TRIBUNNEWS.COM, JAKARTA - Pengasuh Pesantren Bina Insan Mulia, KH Imam Jazuli, menggelar workshop nasional bagi para pengasuh pondok pesantren sebagai upaya mempercepat transformasi dan inovasi di lingkungan pesantren.
Program yang telah dimulai sejak 2025 itu ditargetkan menjangkau 5.000 pengasuh pesantren dari 34 provinsi hingga akhir 2026.
Imam Jazuli mengatakan workshop kali ini dirancang lebih sistematis dan aplikatif karena tingginya antusiasme peserta pada pelaksanaan sebelumnya.
“Banyak peserta workshop terdahulu yang datang ke saya dan menyampaikan bahwa manfaat kegiatan tersebut sangat signifikan bagi perubahan pesantren. Karena itu, kali ini workshop dirancang lebih sistematis, detail, dan membumi. Bahkan akan dilanjutkan dengan pendampingan agar dampaknya lebih powerful,” katanya, Senin (25/5/2026).
Menurutnya, kegiatan tersebut tidak hanya bertujuan meningkatkan kualitas pendidikan pesantren, tetapi juga memperkuat daya tarik pesantren agar jumlah santri terus bertambah.
“Ketika pesantren semakin mampu menghasilkan santri-santri yang berhasil di dunia dan di akhirat, kepercayaan masyarakat akan semakin kuat,” tambahnya.
Panitia menargetkan workshop digelar setiap pekan hingga Desember 2026 untuk menyasar pengasuh pesantren di seluruh Indonesia.

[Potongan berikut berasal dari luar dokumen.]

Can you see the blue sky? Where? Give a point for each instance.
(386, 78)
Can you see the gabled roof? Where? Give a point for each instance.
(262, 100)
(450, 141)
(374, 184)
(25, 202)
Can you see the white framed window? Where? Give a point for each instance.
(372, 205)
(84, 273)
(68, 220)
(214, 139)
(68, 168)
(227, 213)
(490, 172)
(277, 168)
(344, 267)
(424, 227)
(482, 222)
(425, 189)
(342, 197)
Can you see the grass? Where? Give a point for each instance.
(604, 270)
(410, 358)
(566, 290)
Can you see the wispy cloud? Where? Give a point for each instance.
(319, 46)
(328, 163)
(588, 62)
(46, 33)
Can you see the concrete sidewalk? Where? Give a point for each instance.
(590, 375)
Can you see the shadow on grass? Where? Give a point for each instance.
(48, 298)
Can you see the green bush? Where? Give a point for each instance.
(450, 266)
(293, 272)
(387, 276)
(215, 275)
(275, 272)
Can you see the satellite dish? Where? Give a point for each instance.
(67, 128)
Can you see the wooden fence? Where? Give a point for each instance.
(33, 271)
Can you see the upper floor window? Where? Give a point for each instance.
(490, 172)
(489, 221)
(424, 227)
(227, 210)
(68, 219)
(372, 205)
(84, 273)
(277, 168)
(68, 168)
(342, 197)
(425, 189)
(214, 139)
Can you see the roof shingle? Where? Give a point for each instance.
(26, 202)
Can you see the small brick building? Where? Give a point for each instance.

Khusus di Pulau Jawa, kuota peserta diperkirakan mencapai 400 orang per provinsi atau total sekitar 2.000 peserta. Sementara luar Jawa diproyeksikan mencapai 3.000 peserta dengan estimasi 100 hingga 150 peserta tiap provinsi.
Program 2026 diawali dari wilayah Cirebon III yang meliputi Cirebon, Kuningan, Majalengka dan Indramayu.

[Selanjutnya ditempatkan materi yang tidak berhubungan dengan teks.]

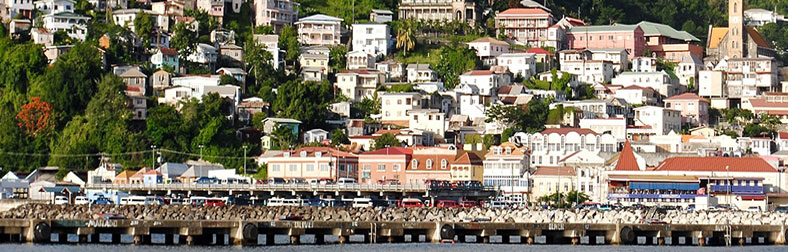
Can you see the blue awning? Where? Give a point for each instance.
(663, 186)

Sebanyak 108 pengasuh pesantren terpilih mengikuti workshop yang berlangsung di Joglo Agung Pesantren VIP Bina Insan Mulia 2 Cirebon pada Sabtu (23/5/2026) lalu. Imam Jazuli sebagai narasumber tunggal dalam enam sesi materi.

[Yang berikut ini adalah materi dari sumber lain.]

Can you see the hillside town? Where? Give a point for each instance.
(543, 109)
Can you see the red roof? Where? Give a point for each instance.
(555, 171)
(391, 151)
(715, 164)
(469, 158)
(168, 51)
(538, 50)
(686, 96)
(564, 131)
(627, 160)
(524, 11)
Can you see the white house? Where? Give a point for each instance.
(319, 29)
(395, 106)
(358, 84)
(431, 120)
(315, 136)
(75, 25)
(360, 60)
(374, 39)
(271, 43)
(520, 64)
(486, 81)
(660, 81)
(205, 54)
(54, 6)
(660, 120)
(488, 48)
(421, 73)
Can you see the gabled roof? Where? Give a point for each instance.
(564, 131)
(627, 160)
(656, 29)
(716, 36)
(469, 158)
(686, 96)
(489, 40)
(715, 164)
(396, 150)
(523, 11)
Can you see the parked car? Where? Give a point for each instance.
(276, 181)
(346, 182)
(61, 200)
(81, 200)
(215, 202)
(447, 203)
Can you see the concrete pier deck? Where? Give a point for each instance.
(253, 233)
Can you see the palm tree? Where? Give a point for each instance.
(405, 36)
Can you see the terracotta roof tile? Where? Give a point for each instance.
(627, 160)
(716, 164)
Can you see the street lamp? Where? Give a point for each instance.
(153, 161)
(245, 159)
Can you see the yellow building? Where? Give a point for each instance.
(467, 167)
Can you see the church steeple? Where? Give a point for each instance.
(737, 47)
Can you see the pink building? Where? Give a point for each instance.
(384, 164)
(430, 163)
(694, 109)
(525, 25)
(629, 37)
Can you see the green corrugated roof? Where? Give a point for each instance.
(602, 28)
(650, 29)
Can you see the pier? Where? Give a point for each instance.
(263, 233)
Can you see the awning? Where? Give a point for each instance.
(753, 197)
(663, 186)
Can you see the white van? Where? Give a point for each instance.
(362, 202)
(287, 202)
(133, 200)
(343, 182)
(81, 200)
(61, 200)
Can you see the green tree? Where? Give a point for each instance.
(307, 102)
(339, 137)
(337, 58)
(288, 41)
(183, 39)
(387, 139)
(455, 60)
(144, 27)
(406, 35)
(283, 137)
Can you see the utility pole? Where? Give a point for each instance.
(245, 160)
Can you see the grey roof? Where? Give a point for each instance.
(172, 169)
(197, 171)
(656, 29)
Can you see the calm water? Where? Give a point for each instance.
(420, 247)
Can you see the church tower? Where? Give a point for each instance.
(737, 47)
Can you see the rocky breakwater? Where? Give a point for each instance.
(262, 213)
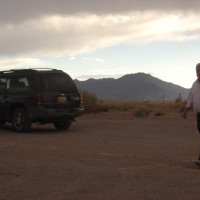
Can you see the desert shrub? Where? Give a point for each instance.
(89, 101)
(142, 111)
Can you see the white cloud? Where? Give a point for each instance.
(94, 59)
(17, 63)
(70, 35)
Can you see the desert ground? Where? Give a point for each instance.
(102, 157)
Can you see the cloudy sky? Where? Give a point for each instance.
(107, 38)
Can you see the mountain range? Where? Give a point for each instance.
(139, 86)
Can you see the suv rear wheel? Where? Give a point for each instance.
(20, 120)
(62, 125)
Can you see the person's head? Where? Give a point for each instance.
(198, 71)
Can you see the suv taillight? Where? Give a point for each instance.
(39, 98)
(81, 98)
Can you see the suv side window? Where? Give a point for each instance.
(24, 83)
(4, 83)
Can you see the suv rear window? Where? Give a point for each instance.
(58, 82)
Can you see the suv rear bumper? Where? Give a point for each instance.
(41, 112)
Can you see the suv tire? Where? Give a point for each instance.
(20, 120)
(62, 125)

Dalam sambutannya, Kiai Imjaz, sapaan akrab Imam Jazuli, menegaskan pentingnya pesantren beradaptasi dengan perubahan zaman.
“Pesantren harus belajar dari runtuhnya korporasi besar dunia yang gagal merespons perubahan dengan cepat. Kematian organisasi bukan karena perubahan, tetapi karena kegagalan strategi dalam menghadapi perubahan,” ujarnya.
Sejumlah peserta mengaku mendapatkan pengalaman baru yang lebih konkret dibanding pelatihan sebelumnya.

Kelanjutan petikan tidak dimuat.